出羽三山神社の玄関口となる羽黒山大鳥居(中央)。奥の尾根沿いに風車が並ぶとみられていた=山形県鶴岡市

 山形県鶴岡市と山形県庄内町の出羽三山(羽黒山、湯殿山、月山)周辺で風車最大40基による大規模風力発電事業の計画を進めてきた前田建設工業(東京)は9日、計画の白紙撤回を発表した。計画が8月に公になると、山形県や鶴岡市が景観や文化的価値の観点から懸念を示し、全国に反対運動が広がっていた。
 同社はホームページで計画撤回を発表し、経済産業省や県に事業を廃止すると連絡した。環境影響評価(アセスメント)法に基づく正式な廃止については近日中に経産省や県に通知を送り、公表する。
 同社の広報担当者は「環境アセスを巡って多くの意見を頂き、計画を再検討した結果、事業の継続は難しいと判断した。景観や文化的価値に配慮して事業規模を縮小すると、採算性が厳しくなる」と説明した。
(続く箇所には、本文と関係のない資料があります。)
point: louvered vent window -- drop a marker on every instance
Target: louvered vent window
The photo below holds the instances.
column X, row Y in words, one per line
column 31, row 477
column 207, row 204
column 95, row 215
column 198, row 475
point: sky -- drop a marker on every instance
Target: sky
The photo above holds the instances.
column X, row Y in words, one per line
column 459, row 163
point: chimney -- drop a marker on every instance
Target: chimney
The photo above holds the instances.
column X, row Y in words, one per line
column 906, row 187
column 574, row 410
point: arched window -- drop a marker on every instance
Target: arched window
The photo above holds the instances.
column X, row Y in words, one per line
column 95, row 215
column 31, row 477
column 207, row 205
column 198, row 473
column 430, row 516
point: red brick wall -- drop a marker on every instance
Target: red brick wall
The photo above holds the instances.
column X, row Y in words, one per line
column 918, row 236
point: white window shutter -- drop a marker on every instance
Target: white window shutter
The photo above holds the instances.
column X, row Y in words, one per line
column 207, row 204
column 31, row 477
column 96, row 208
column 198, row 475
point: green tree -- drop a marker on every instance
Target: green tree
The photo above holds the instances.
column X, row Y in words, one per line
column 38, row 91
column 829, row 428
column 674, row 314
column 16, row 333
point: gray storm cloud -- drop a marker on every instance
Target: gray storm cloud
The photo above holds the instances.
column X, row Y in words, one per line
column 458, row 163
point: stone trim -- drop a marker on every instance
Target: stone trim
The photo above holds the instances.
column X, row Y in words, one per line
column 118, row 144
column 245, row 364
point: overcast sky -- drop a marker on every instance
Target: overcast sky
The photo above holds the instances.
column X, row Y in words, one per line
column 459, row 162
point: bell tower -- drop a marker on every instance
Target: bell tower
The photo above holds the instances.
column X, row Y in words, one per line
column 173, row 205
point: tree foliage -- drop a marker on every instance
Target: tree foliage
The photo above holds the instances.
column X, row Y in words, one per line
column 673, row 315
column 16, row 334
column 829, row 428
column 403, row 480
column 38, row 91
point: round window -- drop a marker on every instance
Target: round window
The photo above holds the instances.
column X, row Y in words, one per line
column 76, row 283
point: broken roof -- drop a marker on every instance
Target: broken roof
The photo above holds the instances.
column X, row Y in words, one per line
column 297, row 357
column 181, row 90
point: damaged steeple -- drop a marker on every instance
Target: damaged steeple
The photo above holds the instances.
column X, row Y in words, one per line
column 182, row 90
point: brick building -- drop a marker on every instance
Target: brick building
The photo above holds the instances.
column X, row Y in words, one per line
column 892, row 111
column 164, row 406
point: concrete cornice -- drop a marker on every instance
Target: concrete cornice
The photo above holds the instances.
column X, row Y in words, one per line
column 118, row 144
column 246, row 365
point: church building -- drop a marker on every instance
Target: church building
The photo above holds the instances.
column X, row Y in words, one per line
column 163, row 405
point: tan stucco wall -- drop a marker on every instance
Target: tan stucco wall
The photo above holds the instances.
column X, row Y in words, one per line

 計画に不快感をあらわにしていた吉村美栄子山形県知事は「ほっとした」と述べた。県が公表している県内の風力発電の適地に今回の事業実施想定区域が含まれていることに関し「『適地』という言葉が誤解を与える面があった。事業者への情報提供の在り方を検討したい」と語った。
 皆川治鶴岡市長は「山岳信仰の聖地であり、事業者には取り下げを求めてきた。国内外の多くの方々の思いが伝わった結果だ」と話した。市の風力発電施設設置のガイドラインの改定も今後検討する。
 8月に公開された計画段階環境配慮書で事業区域が出羽三山神社のある羽黒山頂まで1キロ程度と近接することが明らかになり、反対運動は地元住民から山岳界や学術団体まで広がった。「出羽三山の風車建設に反対する会」呼び掛け人共同代表で、羽黒町観光協会(鶴岡市)の星野博会長は「全国から頂いた多くの反対署名が撤回の原動力になった」と語った。
 計画では約2296ヘクタールの区域内に高さ180メートルの風車を設置。発電出力は計12万8000キロワットを想定し、2024年7月ごろの着工を目指していた。
 全国ご当地エネルギー協会(東京)名誉会長で会津電力(喜多方市)の佐藤弥右衛門会長は「風や水、太陽光は地域が地域のため使うべき資源。再生可能エネルギーは地元主導で進めるべきだ」と指摘した。